Official data preparation scripts for the URGENT 2025 Challenge.

The metadata files generated by this repo is compatible with the baseline code. See the instruction for more details about how to run the baseline code.

Updates

❗️❗️[2025-1-5] There was a bug in prepare_espnet_data.sh that the final scp files (generated under data/speech_track*/) did not include the Chinese subset of the CommonVoice dataset. Please pull the latest commit and do the following:

# change the track number accordingly
track=track1

# then remove .done file so the necessary steps are not skipped
rm data/tmp/speech_train_${track}.done data/tmp/commonvoice19_${track}.done

# generate the scp files
. prepare_espnet_data.sh

❗️❗️[2024-11-27] We added trouble shooting for some known issues at the tail of this README. Please check it first if you encounter some problems.

❗️❗️[2024-11-19] We modified ESTOI evaluation to be deterministic (it has randomness).

❗️❗️[2024-11-18] We have added some missing files which are necessary for data preparation in Track 2, commonvoice_19.0_es_train_track2.json.gz. If you cloned the repogitory before Nov. 18, please pull the latest commit.

❗️❗️[2024-11-16] We have modified some data preparation and evaluation scripts. If you cloned the repogitory before Nov. 16, please pull the latest commit.

Notes

  • If you do not have the license of the WSJ corpora, please reach out to the organizers (urgent.challenge@gmail.com) for a temporary license supported by LDC. Please include your name, organization/affiliation, and the username used in the leaderboard in the email for a smooth procedure. Note that we do not accept the request unless you have registered to the challenge leaderboard (refer to this page to know how to register).

  • Please check the trouble shooting at the tail of this README first if you encounter some problems. Please raise an issue when you find any other problems.

  • The default generated data/speech_train subset is only intended for dynamic mixing (on-the-fly simulation) in the ESPnet framework. It has the same content in spk1.scp (clean reference speech) and wav.scp (originally intended to point noisy speech) to facilitate on-the-fly simulation of different distortions.

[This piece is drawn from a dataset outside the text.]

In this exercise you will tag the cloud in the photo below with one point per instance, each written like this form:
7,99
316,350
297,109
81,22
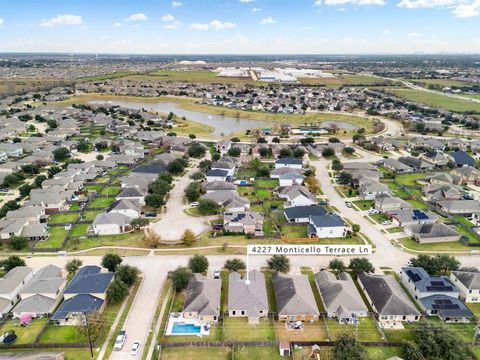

  • The validation set made by this script is different from the official validation set used in the leaderboard, although the data source and the type of distortions do not change. The official one is here. Note that we only provide the noisy data but not the ground truth of the official validation set until the leaderboard swithces to test phase (Dec. 23) to avoid cheating in the leaderboard.

  • The unofficial validation set made by this script can be used to select the best checkpoint. Participants can freely change the configuration to generate the unofficial validation set.

Dataset description

There are four data splits in the challenge. For more details, please refer to this page.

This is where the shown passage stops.